Unfortunately, the result of this bullying, whether intentional or simply dehumanizing others through class warfare, too often ends in violence. Check out the news on any given week to see the ramifications. More often, though, the put-upon kids grow up to be achievers, leaving their tormentors in the dust.
Such is the fate of Timothy Farragut McGee, NCIS Special Agent. The awkward teen has grown up, leaving (most of) his baggage at the station to become a man who makes his former classmates pale by comparison.
A lot of answers to life can be found in John Hughes films. To quote THE BREAKFAST CLUB, “You see us as you want to see us—in the simplest terms, in the most convenient definitions. But what we found out is that each one of us is a brain…and an athlete…and a basket case…a princess…and a criminal. Does that answer your question?” NCIS was the answer for McGee. Murray’s character has grown over the years, evolving from “the computer guy” to the “go-to guy” for Gibbs (Mark Harmon) and his teammates, friends and family.
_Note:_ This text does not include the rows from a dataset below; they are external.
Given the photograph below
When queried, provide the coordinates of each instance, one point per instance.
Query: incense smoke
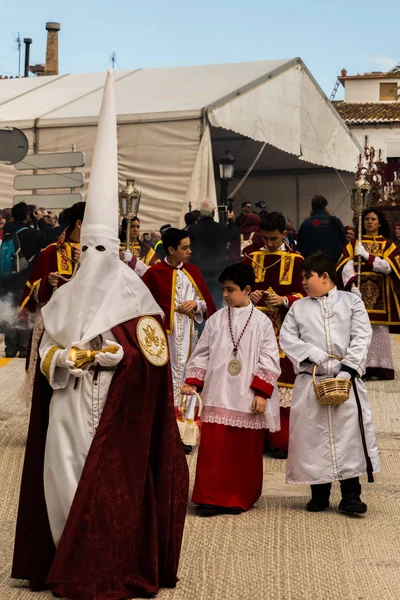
(10, 317)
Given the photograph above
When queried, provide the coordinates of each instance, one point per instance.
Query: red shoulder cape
(123, 535)
(160, 279)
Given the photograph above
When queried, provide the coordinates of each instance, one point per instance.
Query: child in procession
(329, 443)
(235, 365)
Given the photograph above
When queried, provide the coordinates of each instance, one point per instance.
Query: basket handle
(198, 400)
(315, 367)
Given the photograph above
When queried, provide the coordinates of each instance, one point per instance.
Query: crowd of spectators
(214, 245)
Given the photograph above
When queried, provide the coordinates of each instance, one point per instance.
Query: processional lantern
(361, 192)
(226, 166)
(226, 172)
(129, 201)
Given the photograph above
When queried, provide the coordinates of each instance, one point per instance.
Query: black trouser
(321, 491)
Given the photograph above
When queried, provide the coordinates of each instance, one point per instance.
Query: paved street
(276, 551)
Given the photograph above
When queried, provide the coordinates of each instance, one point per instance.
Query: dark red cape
(123, 535)
(159, 279)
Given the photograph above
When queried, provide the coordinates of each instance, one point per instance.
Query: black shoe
(187, 448)
(278, 453)
(206, 510)
(317, 505)
(352, 503)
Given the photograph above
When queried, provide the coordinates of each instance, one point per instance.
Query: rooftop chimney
(51, 67)
(27, 42)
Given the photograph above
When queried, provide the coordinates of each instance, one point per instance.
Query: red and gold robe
(161, 281)
(278, 271)
(378, 290)
(57, 257)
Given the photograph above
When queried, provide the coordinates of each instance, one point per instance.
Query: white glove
(343, 375)
(361, 251)
(108, 359)
(63, 360)
(318, 357)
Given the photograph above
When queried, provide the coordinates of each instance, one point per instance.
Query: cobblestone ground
(276, 551)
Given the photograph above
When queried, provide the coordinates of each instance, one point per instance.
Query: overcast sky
(161, 33)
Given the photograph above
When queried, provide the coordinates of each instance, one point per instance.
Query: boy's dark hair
(319, 263)
(240, 274)
(318, 203)
(172, 238)
(383, 224)
(75, 213)
(191, 219)
(20, 211)
(273, 221)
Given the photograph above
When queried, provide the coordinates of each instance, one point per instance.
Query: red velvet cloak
(123, 535)
(161, 278)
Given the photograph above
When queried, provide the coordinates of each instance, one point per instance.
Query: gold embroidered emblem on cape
(152, 341)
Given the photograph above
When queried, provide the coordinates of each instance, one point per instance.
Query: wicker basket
(189, 430)
(331, 391)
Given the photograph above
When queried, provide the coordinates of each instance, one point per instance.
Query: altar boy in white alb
(329, 443)
(236, 364)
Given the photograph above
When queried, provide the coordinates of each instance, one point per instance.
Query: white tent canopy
(170, 119)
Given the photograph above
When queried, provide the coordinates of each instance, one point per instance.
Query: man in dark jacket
(321, 231)
(208, 242)
(31, 242)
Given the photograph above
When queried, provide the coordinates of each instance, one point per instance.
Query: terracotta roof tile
(368, 112)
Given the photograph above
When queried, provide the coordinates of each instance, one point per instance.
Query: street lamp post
(129, 200)
(226, 171)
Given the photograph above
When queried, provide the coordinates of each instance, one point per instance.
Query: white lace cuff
(380, 265)
(265, 375)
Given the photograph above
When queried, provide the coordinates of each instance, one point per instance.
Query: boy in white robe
(328, 443)
(236, 365)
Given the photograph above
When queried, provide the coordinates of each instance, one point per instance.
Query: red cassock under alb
(229, 466)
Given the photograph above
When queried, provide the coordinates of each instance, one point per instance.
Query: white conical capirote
(102, 201)
(105, 291)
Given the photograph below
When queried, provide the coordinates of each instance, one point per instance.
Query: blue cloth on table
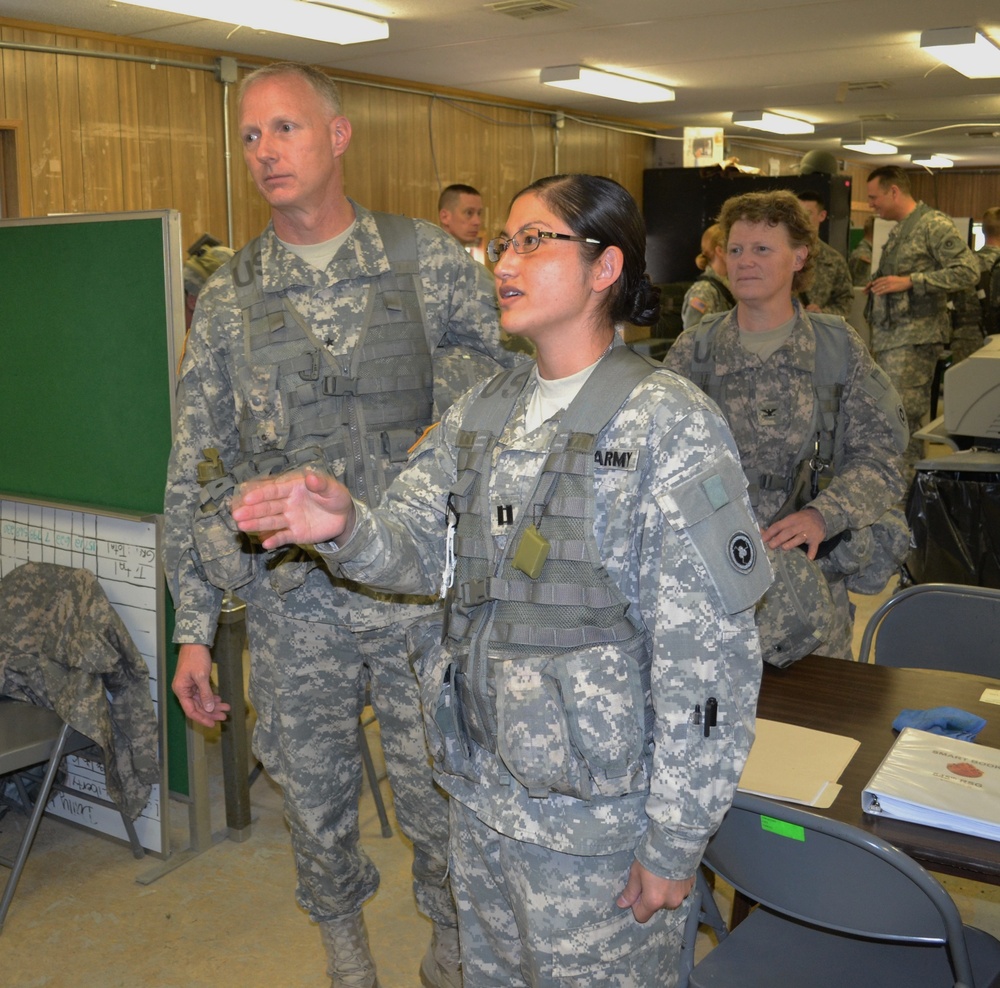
(950, 722)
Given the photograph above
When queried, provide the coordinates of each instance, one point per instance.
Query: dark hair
(598, 207)
(449, 195)
(324, 87)
(775, 208)
(890, 175)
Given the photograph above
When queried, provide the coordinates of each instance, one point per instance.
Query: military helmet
(201, 265)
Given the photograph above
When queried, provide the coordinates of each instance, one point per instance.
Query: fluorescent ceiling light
(932, 160)
(965, 49)
(597, 82)
(297, 18)
(869, 146)
(773, 123)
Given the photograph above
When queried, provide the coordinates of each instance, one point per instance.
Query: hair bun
(645, 304)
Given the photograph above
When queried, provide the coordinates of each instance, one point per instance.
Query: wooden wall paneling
(100, 132)
(216, 157)
(190, 189)
(44, 135)
(154, 136)
(14, 107)
(129, 134)
(70, 160)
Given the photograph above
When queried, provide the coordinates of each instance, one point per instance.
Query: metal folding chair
(937, 626)
(30, 736)
(838, 906)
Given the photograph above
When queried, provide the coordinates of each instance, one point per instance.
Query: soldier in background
(821, 452)
(460, 212)
(710, 292)
(859, 261)
(924, 260)
(334, 338)
(830, 289)
(595, 692)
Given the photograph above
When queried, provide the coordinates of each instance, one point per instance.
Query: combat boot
(349, 958)
(441, 966)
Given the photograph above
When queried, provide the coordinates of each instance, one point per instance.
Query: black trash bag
(954, 518)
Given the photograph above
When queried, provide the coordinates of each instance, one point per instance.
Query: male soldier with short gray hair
(334, 338)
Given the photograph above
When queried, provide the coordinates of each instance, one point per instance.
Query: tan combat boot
(349, 958)
(441, 966)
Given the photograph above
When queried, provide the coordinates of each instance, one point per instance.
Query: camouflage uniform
(315, 638)
(909, 329)
(966, 325)
(539, 908)
(859, 263)
(831, 288)
(709, 294)
(63, 646)
(770, 408)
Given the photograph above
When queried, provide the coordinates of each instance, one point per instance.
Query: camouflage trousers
(911, 370)
(529, 915)
(307, 685)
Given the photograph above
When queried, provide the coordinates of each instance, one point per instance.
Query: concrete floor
(227, 918)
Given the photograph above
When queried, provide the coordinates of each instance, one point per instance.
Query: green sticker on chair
(782, 829)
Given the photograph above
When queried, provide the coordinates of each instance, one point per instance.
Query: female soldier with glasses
(591, 703)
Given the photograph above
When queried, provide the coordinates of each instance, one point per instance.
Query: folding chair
(30, 736)
(838, 906)
(937, 626)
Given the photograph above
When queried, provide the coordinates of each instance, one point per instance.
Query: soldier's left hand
(801, 528)
(888, 284)
(645, 893)
(303, 506)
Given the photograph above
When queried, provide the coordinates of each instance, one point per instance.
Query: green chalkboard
(87, 339)
(91, 318)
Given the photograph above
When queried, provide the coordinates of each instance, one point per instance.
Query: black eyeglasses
(527, 240)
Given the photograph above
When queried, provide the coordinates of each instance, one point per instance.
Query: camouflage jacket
(63, 646)
(708, 295)
(460, 315)
(831, 288)
(769, 406)
(669, 554)
(926, 248)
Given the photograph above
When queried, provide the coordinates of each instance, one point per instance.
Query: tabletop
(861, 701)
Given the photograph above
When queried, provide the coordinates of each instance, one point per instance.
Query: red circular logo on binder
(965, 770)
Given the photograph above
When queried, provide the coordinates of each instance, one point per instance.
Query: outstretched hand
(303, 506)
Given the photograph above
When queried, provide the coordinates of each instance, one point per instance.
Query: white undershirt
(766, 342)
(319, 255)
(550, 397)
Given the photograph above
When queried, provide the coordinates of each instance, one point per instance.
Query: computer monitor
(972, 394)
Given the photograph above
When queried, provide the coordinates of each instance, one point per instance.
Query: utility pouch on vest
(889, 546)
(228, 556)
(289, 570)
(574, 723)
(797, 611)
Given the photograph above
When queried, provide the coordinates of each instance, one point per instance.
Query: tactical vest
(720, 286)
(828, 379)
(365, 408)
(541, 625)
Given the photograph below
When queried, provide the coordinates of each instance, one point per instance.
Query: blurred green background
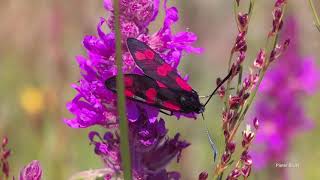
(39, 40)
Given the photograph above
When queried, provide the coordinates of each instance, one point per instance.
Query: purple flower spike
(281, 116)
(203, 176)
(31, 172)
(94, 104)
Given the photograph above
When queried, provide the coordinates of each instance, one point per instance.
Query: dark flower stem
(315, 15)
(124, 142)
(235, 11)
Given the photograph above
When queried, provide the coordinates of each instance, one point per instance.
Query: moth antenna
(212, 144)
(219, 85)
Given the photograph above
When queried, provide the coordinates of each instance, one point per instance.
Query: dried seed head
(240, 44)
(203, 176)
(243, 20)
(226, 156)
(260, 60)
(234, 174)
(231, 146)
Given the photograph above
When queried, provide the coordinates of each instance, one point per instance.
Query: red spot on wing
(169, 105)
(183, 84)
(140, 56)
(161, 85)
(128, 93)
(128, 81)
(149, 54)
(151, 94)
(164, 69)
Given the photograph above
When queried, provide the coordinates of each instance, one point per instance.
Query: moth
(161, 86)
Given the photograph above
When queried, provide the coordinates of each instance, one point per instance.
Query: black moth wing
(147, 90)
(155, 67)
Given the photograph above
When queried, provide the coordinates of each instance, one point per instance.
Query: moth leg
(171, 113)
(202, 97)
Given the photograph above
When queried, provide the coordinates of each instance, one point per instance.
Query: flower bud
(241, 44)
(234, 174)
(234, 101)
(256, 123)
(246, 170)
(4, 142)
(231, 146)
(243, 21)
(203, 176)
(225, 157)
(259, 62)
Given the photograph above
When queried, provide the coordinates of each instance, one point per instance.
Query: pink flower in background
(282, 116)
(32, 171)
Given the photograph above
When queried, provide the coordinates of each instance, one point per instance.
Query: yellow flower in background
(32, 100)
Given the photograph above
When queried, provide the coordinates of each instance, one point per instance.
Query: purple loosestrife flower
(279, 109)
(32, 171)
(94, 104)
(151, 149)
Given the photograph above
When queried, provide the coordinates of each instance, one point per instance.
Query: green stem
(315, 15)
(123, 123)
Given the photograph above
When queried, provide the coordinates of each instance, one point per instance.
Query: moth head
(190, 103)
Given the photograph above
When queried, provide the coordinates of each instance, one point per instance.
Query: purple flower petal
(31, 172)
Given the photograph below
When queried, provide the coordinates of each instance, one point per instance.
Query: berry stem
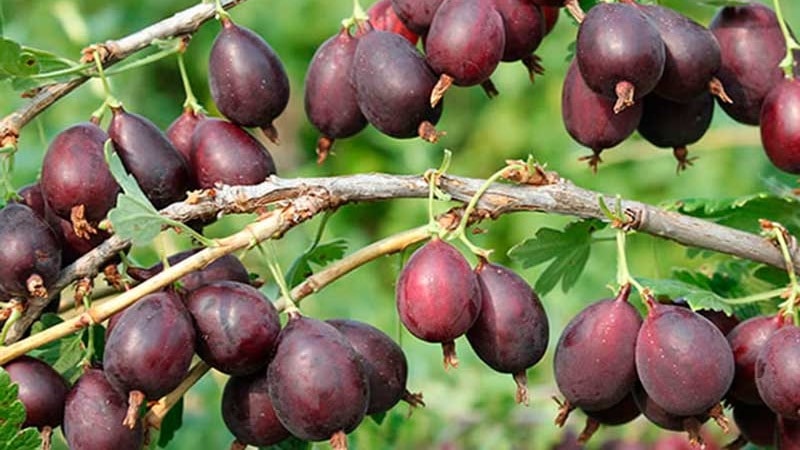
(460, 232)
(191, 101)
(787, 64)
(433, 191)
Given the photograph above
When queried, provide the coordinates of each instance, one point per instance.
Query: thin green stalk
(191, 101)
(787, 64)
(460, 232)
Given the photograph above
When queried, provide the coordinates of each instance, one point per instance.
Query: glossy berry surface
(594, 359)
(237, 326)
(41, 389)
(74, 172)
(384, 363)
(30, 256)
(751, 45)
(94, 413)
(224, 153)
(777, 372)
(247, 79)
(151, 346)
(465, 41)
(393, 84)
(148, 155)
(780, 126)
(679, 374)
(248, 413)
(317, 381)
(619, 52)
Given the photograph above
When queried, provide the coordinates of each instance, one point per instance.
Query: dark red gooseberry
(416, 14)
(317, 382)
(780, 125)
(589, 117)
(438, 297)
(150, 348)
(148, 155)
(247, 79)
(620, 53)
(74, 173)
(384, 362)
(512, 331)
(746, 341)
(393, 86)
(594, 359)
(224, 153)
(464, 44)
(331, 103)
(237, 326)
(94, 413)
(30, 256)
(752, 46)
(680, 375)
(41, 390)
(382, 16)
(777, 372)
(248, 413)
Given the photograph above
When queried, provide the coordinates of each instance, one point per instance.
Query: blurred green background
(471, 407)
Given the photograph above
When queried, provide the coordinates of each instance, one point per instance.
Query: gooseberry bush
(165, 237)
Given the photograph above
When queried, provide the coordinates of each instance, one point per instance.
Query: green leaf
(12, 415)
(320, 255)
(569, 251)
(66, 355)
(171, 423)
(695, 296)
(744, 212)
(292, 443)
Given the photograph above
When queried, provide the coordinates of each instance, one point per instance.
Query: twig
(561, 197)
(183, 22)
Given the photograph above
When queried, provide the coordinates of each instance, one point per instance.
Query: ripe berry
(237, 326)
(620, 53)
(330, 98)
(464, 44)
(247, 79)
(42, 390)
(148, 155)
(594, 359)
(94, 413)
(780, 125)
(511, 332)
(752, 46)
(589, 117)
(30, 256)
(384, 362)
(317, 383)
(682, 376)
(224, 153)
(248, 413)
(438, 297)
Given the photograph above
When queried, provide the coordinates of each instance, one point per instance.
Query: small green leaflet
(12, 414)
(569, 250)
(134, 218)
(65, 354)
(292, 443)
(696, 297)
(320, 255)
(171, 423)
(744, 212)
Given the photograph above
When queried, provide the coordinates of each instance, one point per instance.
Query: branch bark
(561, 197)
(181, 23)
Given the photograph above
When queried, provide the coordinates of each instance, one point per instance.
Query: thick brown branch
(184, 22)
(561, 197)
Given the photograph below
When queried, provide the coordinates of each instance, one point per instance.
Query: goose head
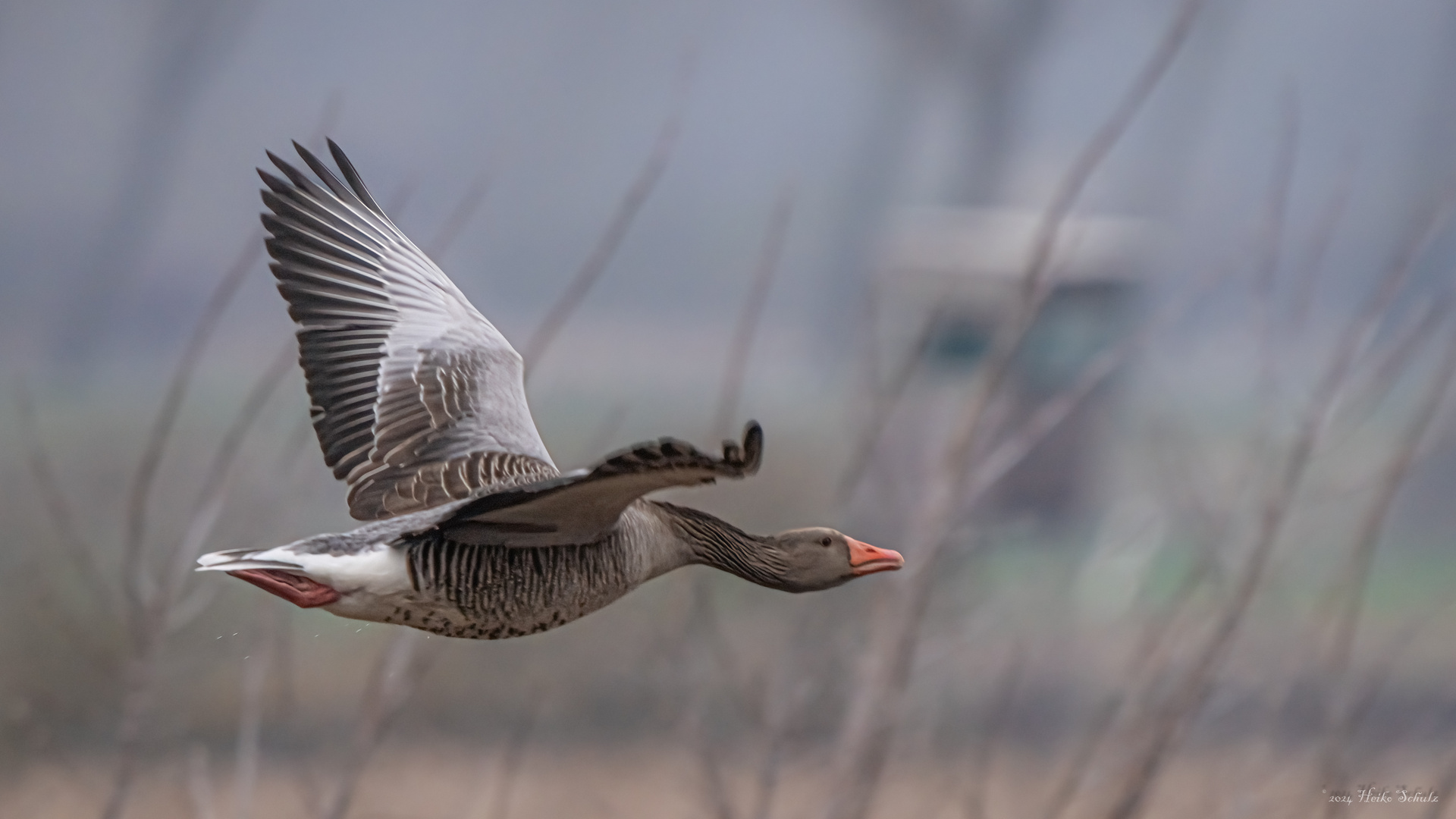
(817, 558)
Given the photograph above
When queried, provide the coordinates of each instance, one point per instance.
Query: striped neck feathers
(723, 545)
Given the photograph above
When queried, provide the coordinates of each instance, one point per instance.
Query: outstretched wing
(417, 398)
(580, 509)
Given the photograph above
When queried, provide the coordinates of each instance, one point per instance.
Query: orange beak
(296, 589)
(868, 560)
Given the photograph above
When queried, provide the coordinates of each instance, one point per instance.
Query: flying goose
(419, 407)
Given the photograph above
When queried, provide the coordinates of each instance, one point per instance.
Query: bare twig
(398, 670)
(513, 760)
(459, 218)
(753, 305)
(1307, 278)
(200, 783)
(1191, 691)
(1357, 570)
(165, 422)
(256, 667)
(618, 228)
(983, 758)
(870, 722)
(53, 496)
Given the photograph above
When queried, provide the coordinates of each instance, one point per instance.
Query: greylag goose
(419, 407)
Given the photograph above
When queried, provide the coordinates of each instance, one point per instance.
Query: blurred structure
(956, 273)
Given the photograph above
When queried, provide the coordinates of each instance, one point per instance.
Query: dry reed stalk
(873, 713)
(1357, 570)
(258, 664)
(1147, 656)
(397, 672)
(1266, 278)
(57, 506)
(1169, 723)
(514, 758)
(758, 297)
(139, 494)
(200, 783)
(983, 758)
(622, 219)
(158, 613)
(459, 218)
(1307, 278)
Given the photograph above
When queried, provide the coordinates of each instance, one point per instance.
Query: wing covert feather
(416, 397)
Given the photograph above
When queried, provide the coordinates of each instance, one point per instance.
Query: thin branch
(618, 228)
(57, 506)
(200, 783)
(753, 305)
(256, 667)
(1362, 557)
(459, 218)
(165, 420)
(398, 670)
(1193, 689)
(871, 717)
(1308, 276)
(514, 758)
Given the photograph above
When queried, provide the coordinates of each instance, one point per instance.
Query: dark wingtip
(353, 177)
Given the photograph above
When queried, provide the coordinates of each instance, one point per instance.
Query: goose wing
(417, 398)
(580, 509)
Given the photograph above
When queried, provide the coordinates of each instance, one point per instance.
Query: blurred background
(1128, 321)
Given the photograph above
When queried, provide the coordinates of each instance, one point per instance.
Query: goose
(419, 407)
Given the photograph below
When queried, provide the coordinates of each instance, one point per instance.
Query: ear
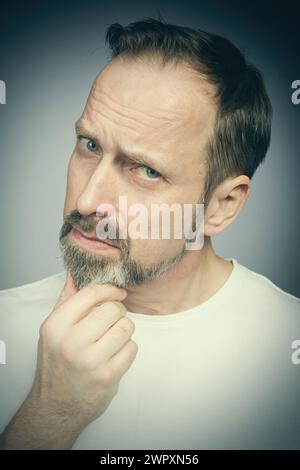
(225, 204)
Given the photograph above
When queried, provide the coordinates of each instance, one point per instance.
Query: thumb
(68, 290)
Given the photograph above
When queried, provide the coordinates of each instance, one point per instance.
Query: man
(143, 343)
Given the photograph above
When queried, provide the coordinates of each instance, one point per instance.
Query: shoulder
(260, 290)
(36, 289)
(31, 298)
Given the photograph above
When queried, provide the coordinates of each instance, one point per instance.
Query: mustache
(88, 223)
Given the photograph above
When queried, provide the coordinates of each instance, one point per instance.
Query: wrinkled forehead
(170, 92)
(135, 102)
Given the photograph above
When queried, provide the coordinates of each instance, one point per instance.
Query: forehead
(141, 102)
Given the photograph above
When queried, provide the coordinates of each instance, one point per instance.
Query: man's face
(142, 135)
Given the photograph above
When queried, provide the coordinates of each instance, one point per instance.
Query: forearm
(37, 428)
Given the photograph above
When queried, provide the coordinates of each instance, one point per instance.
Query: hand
(84, 349)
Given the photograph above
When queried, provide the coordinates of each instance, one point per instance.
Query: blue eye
(150, 173)
(91, 145)
(88, 144)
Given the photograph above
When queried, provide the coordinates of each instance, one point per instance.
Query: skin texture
(135, 106)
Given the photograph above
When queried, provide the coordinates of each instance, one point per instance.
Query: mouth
(90, 242)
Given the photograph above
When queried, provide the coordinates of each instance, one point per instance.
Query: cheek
(155, 251)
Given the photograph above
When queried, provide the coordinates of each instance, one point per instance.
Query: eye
(149, 172)
(88, 144)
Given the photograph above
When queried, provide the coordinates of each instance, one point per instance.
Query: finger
(94, 325)
(121, 361)
(79, 305)
(115, 338)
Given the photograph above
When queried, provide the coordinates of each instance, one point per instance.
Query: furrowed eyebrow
(131, 157)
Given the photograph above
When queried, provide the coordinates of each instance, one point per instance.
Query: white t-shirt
(221, 375)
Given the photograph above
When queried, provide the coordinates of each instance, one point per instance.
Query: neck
(198, 276)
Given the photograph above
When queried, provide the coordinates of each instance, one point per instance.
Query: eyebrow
(133, 157)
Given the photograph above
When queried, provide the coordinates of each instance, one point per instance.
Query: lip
(89, 242)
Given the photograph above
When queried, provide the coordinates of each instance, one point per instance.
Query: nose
(100, 189)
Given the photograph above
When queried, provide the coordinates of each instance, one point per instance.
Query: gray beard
(87, 268)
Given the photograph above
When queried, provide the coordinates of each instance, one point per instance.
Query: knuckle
(66, 352)
(46, 330)
(88, 363)
(125, 325)
(108, 376)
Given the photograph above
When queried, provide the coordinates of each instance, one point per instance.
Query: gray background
(51, 52)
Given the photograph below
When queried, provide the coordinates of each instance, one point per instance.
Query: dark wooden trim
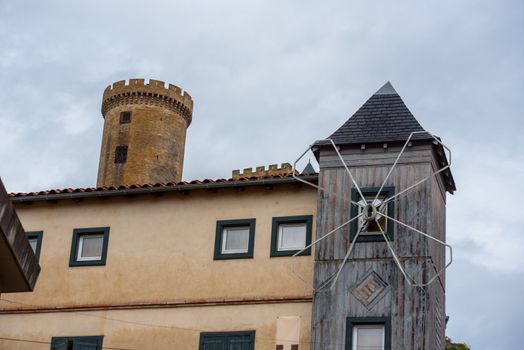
(355, 196)
(352, 321)
(226, 335)
(38, 235)
(160, 305)
(89, 340)
(307, 219)
(77, 233)
(221, 224)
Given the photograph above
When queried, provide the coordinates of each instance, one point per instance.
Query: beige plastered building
(147, 261)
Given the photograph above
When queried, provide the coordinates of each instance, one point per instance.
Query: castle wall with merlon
(155, 136)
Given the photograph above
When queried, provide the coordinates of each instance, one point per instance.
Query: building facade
(208, 264)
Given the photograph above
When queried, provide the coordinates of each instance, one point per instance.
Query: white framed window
(368, 333)
(33, 242)
(368, 337)
(292, 236)
(235, 240)
(90, 247)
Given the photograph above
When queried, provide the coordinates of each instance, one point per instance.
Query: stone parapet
(261, 171)
(155, 92)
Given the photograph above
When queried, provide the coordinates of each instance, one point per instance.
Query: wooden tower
(372, 305)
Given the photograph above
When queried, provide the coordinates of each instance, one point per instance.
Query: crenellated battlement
(137, 91)
(261, 171)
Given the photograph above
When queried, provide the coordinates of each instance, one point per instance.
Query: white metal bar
(293, 270)
(318, 187)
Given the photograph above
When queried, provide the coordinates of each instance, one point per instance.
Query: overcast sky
(268, 78)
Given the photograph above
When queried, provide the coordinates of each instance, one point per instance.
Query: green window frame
(244, 340)
(78, 235)
(282, 220)
(351, 322)
(222, 226)
(77, 343)
(36, 235)
(372, 191)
If only young Tim could have seen the person he would become, high school would have been less torturous and a blast from his past might not be plaguing him in the present.
If only life worked that way…
If you are a teen in distress, hang in there. Yes, NCIS is a television show and not real life, but real people make movies and TV shows. Many of them over the years, John Hughes among them, have seen your pain. And like Tim McGee, you will rise above the noise that is high school and become the person you always have been in your heart.
Guest stars in tonight’s NCIS episode, “Once Upon A Tim,” are Matthew Glave as Tim’s dad, Admiral John McGee, Charles Tyler Kinder, Sammi-Jack Martincak, Stephen Full and John Hartmann. “Once Upon A Tim” was written by David J. North and Steven D. Binder and directed by Tony Wharmby.
NCIS airs tonight (February 19) at 8:00 p.m. on CBS in the U.S. and on Global TV in Canada.